La notizia degli scioperi in Volkswagen, praticamente in contemporanea con quella delle dimissioni “spontanee” di Tavares alla Stellantis, stimola alcune riflessioni.

 

Sono episodi paradigmatici di una crisi del settore auto che è strettamente collegata alla transizione ecologica e alla concorrenza cinese. Quale sarà il futuro dell’auto; quale sarà la tecnologia vincente, che sia il motore elettrico o l’idrogeno e la permanenza del termico (magari con altre fonti fossili come gpl e metano); ma anche se il futuro delle mobilità sarà ancora assicurato dalla prevalenza dal mezzo privato: sono tutte domande sulle quali bisognerebbe avere la sfera di cristallo per dare risposte affidabili. Essere esperti del settore non so se in questo caso sia un vantaggio.
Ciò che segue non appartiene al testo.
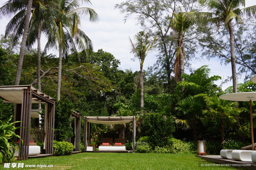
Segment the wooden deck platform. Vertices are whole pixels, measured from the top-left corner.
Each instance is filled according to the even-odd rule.
[[[85,151],[85,152],[112,152],[113,153],[133,153],[134,151]]]
[[[45,157],[50,157],[53,156],[53,154],[39,154],[36,155],[33,155],[28,156],[28,159],[39,158]]]
[[[225,165],[224,164],[232,164],[235,166],[232,166],[244,168],[247,169],[256,170],[256,164],[252,162],[242,162],[236,161],[233,159],[224,159],[221,157],[220,155],[196,155],[196,156],[216,163],[223,164],[223,165]],[[220,167],[221,166],[220,166]]]

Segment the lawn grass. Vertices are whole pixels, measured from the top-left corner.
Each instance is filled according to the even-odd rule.
[[[70,169],[63,169],[68,170],[236,169],[227,166],[200,166],[201,164],[214,164],[196,157],[194,154],[191,154],[85,152],[69,156],[30,159],[14,162],[24,163],[24,167],[19,169],[24,170],[37,169],[36,168],[25,167],[25,165],[40,164],[60,165],[54,165],[53,168],[37,169],[61,169],[55,168],[55,166],[70,166],[67,167],[71,168]],[[3,164],[0,165],[0,169],[10,169],[18,168],[5,168]]]

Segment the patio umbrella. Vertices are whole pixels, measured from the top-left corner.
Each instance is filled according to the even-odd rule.
[[[250,102],[250,113],[251,114],[251,131],[252,134],[252,150],[254,150],[253,130],[252,125],[252,101],[256,101],[256,92],[244,92],[230,93],[221,95],[219,98],[221,99],[234,101],[249,101]]]
[[[253,77],[251,80],[253,83],[256,83],[256,75]]]

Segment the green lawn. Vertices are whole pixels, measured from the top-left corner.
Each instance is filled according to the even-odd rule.
[[[201,164],[212,164],[190,154],[84,153],[70,156],[31,159],[16,161],[24,163],[20,169],[235,169],[229,167],[220,168],[202,167]],[[26,167],[26,165],[53,165],[52,168]],[[62,169],[63,166],[69,169]],[[55,168],[54,167],[59,168]],[[17,169],[7,168],[0,165],[0,169]]]

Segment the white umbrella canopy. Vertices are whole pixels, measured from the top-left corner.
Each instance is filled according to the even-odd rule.
[[[249,101],[256,101],[256,92],[243,92],[230,93],[220,96],[219,98],[227,100]]]
[[[253,130],[252,125],[252,101],[256,101],[256,92],[244,92],[241,93],[230,93],[220,96],[219,97],[219,98],[221,99],[227,100],[250,102],[250,113],[251,116],[251,131],[252,134],[252,150],[254,150],[254,141],[253,139]]]
[[[256,83],[256,75],[253,77],[251,81],[253,83]]]

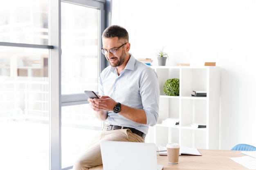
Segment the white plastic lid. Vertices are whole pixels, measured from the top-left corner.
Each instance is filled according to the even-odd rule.
[[[168,148],[179,148],[180,145],[176,143],[169,143],[166,145],[166,147]]]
Dipendenti della Volkswagen manifestano con uno striscione del sindacato IG Metall che recita «Lo scarso stato delle trattative equivale a un incendio selvaggio» davanti allo stabilimento di Zwickau, dov si producono auto elettriche (Foto di Jens Schlueter / AFP)
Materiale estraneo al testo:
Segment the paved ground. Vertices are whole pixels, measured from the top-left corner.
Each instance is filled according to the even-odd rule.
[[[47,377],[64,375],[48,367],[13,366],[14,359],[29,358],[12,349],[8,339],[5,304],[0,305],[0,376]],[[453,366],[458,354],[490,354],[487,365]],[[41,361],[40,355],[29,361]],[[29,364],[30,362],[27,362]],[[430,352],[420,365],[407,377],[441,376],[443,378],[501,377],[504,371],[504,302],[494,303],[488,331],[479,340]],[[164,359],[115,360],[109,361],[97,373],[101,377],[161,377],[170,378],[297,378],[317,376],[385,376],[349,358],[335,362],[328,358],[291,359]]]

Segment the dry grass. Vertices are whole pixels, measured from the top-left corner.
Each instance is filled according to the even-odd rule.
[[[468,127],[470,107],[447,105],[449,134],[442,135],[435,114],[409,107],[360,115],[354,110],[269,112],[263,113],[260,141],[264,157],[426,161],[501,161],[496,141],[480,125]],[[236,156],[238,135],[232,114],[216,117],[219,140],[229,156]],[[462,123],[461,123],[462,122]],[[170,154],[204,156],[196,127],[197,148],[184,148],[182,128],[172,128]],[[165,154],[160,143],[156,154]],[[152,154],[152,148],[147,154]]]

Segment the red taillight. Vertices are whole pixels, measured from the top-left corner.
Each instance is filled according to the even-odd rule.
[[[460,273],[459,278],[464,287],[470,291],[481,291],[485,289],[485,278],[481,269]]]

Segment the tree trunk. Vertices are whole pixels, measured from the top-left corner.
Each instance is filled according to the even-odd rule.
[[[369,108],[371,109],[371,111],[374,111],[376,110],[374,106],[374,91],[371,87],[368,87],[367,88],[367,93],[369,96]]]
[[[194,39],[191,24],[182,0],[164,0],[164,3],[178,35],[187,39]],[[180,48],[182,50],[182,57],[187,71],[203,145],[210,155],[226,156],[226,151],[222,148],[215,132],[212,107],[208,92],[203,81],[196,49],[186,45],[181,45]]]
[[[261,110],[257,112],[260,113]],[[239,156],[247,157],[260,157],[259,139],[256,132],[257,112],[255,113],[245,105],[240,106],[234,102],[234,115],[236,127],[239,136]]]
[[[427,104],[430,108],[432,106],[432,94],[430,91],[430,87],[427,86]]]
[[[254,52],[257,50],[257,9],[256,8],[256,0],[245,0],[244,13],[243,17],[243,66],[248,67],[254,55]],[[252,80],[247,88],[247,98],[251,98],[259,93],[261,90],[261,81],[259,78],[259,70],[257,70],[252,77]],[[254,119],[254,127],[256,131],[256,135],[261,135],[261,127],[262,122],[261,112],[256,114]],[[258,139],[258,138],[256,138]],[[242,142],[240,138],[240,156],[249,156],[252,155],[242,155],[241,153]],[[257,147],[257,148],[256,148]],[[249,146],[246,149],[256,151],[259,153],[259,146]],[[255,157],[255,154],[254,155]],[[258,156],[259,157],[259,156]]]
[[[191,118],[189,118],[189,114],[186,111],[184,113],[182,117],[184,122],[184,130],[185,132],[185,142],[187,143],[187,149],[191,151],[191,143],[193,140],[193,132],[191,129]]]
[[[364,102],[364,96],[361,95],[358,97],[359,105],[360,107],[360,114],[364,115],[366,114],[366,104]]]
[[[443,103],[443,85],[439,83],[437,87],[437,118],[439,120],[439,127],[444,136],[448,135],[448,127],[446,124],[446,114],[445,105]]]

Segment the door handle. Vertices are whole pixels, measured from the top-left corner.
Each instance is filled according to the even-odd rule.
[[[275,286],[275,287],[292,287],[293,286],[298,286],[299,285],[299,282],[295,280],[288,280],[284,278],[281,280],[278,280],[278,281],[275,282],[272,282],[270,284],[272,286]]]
Le mie considerazioni vertono soprattutto sulle conseguenze immediate. Questa crisi del settore auto sta innescando una stagione di conflitti e vertenze sindacali che non erano prevedibili fino a pochi mesi fa. In Stellantis, la politica dell’attuale amministratore delegato dimissionario ha persino fatto il miracolo di rimettere insieme le sigle confederali. La CISL, che a livello nazionale sembra aver abbandonato ogni politica di conflitto, in Stellantis ha partecipato alle ultime mobilitazioni di massa, come hanno partecipato persino UGL e FISMIC.

 

Altrettanto sorprendente, per chi conosce la realtà tedesca e di Volkswagen, è la nuova stagione di scioperi che si preannuncia nel più grande costruttore europeo. Una sintesi negoziale tra IG Metal e l’azienda non è stata trovata. In un paese che ha nel suo DNA istituzionale, dovuto anche all’esperienza storica della Repubblica di Weimar, la ricerca di soluzioni negoziali che prevengano la conflittualità sociale, questa è una notizia veramente sorprendente, soprattutto nel contesto della Volkswagen.

 

Certo, è un po’ triste constatare che le sigle sindacali in Italia si compattino nel momento in cui è in discussione il mantenimento del posto di lavoro, e in Germania si attivino lotte sindacali nel momento di una drammatica crisi. Ma il settore automotive è già in fermento da tempo. Un primo assaggio lo abbiamo avuto con gli scioperi, anche questi sorprendenti, che ci sono stati negli Stati Uniti.

 

È il segnale che una nuova stagione di rivendicazioni sindacali, sociali e forse persino esistenziali, si sta aprendo nel mondo del lavoro, persino nei paesi più ricchi e industrializzati? Non ho una risposta, ma i segnali sono forti e lasciano ben sperare.

 

Un’ultima considerazione critica la rivolgo al sistema di mercato neoliberista che si è imposto dall’epoca thatcheriana. È possibile risolvere tutti i problemi che si riversano sull’economia con il ricorso al libero mercato? È possibile in questo modo gestire la transizione ecologica senza forti investimenti pubblici? Io una risposta ce l’avrei. L‘esempio della guerra in Ucraina dovrebbe almeno insegnarci qualcosa in merito. Qualcuno forse ha visto il fallimento in poche settimane dell’economia russa?